Сплошные неизвестные. Может, так и так, без их советов, Хачик сделал бы выбор, оказавшийся для него роковым. А может, в Ереване, которым он бредил, как правоверный еврей бредит об Иерусалиме, его тоже ждала гибель – ибо судьба…
Но неизвестные, они неизвестные и есть, гадай – не гадай, толку-то…
Андрей вспомнил те похороны. Черно-белая, с траурной лентой, фотография Хачика, сверкающего улыбкой – все тридцать два зуба наружу. А рядом гроб на табуретках. Закрытый, потому что от головы Хачика ничего не осталось. Попасть под вращающийся хвостовой винт вертолета – это… это слов не найти…
На заводе – там, конечно, оргвыводы страшные состоялись, и уголовные дела были, да только по-настоящему – сам виноват. Темперамент его… Господи…
Вот компенсация, что ли, такая – эта их дружба в память покойного? Андрей точно знал, что понадобись ему – Вадик посреди ночи с места сорвется и примчится на помощь. Откуда угодно и куда угодно. И Вадим про Андрюху знал то же самое.
А больше-то друзей, если по-настоящему, и нету.
Андрей махнул рукой, налил себе, кивнул Вадиму – давай, мол, и ты наливай.
– Ну, – сказал Андрей, – все же за авиацию!
– За авиацию, – повторил Вадим.
Чокнулись, выпили, поглодали ребрышки.
– А помнишь, – засмеялся вдруг Вадим, – как он имя менял и фамилию?
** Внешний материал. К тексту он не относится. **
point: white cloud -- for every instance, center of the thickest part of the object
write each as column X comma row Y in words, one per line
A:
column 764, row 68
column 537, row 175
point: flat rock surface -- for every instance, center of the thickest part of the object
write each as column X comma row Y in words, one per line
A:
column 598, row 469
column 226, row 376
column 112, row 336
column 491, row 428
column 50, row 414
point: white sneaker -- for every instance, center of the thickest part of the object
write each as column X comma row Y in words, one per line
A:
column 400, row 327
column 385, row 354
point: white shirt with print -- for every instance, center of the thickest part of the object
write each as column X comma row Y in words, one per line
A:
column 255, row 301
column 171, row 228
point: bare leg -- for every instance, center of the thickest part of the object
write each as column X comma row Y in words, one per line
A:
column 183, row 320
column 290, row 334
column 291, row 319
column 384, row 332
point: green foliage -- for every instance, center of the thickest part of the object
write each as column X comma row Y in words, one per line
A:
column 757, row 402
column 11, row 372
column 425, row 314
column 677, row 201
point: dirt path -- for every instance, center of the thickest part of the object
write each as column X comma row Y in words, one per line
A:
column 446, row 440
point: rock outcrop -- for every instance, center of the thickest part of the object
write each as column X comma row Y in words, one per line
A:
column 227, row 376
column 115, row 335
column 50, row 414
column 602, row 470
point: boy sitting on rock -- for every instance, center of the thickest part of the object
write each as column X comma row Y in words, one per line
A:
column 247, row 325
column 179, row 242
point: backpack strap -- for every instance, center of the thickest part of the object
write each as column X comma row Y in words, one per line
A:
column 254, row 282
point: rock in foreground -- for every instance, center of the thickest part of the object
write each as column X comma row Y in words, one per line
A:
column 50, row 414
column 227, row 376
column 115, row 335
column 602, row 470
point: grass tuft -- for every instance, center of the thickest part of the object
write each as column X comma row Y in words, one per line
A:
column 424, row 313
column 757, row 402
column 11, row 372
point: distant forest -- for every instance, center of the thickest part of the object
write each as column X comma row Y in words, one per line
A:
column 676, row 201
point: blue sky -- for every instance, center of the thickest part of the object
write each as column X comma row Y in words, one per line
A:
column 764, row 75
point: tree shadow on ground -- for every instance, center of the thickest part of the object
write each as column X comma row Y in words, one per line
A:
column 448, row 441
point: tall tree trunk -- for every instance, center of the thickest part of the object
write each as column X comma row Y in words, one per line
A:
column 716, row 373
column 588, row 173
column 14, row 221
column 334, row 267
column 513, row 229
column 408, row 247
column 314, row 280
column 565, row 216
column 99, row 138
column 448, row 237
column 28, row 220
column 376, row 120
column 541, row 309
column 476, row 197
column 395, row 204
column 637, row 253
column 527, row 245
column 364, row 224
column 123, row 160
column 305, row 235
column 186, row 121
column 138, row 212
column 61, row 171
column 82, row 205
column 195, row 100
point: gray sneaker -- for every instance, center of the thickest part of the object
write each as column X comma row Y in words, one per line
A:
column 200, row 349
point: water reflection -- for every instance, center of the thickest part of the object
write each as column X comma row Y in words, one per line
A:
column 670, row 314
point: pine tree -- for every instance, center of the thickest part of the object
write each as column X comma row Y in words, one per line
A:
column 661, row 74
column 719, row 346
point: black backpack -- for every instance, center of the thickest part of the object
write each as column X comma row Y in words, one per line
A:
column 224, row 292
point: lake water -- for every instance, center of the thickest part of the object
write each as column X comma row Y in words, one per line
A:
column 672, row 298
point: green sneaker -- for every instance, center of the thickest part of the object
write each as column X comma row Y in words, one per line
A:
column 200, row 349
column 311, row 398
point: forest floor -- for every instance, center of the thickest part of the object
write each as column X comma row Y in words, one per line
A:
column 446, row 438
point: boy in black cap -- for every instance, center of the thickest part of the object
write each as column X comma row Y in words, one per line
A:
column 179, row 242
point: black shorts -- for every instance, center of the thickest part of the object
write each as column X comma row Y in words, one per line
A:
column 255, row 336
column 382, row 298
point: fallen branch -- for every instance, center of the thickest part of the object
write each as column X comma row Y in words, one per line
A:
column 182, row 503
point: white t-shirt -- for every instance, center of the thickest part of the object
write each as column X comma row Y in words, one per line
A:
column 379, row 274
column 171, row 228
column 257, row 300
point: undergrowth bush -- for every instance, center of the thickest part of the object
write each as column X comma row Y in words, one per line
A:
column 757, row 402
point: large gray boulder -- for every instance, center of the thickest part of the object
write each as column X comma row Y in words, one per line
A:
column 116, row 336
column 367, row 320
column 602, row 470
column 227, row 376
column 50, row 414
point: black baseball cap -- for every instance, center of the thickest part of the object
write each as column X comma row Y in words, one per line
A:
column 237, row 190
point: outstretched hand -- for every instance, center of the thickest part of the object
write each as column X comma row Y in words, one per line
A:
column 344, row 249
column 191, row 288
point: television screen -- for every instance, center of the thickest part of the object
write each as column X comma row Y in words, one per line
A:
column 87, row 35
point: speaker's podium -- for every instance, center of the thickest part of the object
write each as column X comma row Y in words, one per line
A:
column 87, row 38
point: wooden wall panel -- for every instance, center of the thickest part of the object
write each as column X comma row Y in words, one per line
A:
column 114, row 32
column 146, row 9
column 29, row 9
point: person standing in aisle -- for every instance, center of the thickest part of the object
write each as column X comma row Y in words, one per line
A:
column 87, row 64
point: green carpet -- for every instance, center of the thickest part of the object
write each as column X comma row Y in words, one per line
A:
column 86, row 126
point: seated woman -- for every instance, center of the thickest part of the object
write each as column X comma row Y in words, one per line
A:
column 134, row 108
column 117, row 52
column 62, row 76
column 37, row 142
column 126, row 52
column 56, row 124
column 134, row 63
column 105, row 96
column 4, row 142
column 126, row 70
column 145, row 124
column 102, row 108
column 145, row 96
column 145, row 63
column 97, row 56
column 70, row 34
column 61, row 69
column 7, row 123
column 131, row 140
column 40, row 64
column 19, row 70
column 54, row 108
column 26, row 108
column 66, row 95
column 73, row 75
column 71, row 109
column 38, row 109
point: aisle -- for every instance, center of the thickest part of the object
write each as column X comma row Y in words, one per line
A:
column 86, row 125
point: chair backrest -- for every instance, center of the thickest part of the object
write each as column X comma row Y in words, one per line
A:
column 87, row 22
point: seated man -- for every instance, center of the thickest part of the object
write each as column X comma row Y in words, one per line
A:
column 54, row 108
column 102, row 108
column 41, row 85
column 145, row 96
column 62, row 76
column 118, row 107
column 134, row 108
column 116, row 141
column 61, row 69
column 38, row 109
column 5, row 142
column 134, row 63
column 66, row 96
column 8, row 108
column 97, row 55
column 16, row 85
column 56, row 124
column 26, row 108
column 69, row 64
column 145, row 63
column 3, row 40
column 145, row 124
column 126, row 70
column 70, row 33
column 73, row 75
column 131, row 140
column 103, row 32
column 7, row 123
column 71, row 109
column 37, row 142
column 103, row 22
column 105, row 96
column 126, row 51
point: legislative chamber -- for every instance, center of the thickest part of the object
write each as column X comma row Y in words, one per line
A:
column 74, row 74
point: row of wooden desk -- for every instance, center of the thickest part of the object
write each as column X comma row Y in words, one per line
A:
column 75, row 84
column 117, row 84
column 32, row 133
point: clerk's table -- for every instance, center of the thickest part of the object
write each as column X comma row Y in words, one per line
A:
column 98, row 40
Андрей тоже засмеялся. Как не помнить? Все тогда ржали. Он ведь изначально был Рубен Хачикян. Когда в армию призывался, стал Роберт Хачиков. Вроде как русский, объяснял он. Ага, очень по-русски звучит, покатывался со смеху Андрей. Да еще с его-то внешностью и акцентом… После армии поступил в институт тоже как Роберт Хачиков. А на пятом курсе снова стал Рубеном Хачикяном – о Ереване уже задумывался.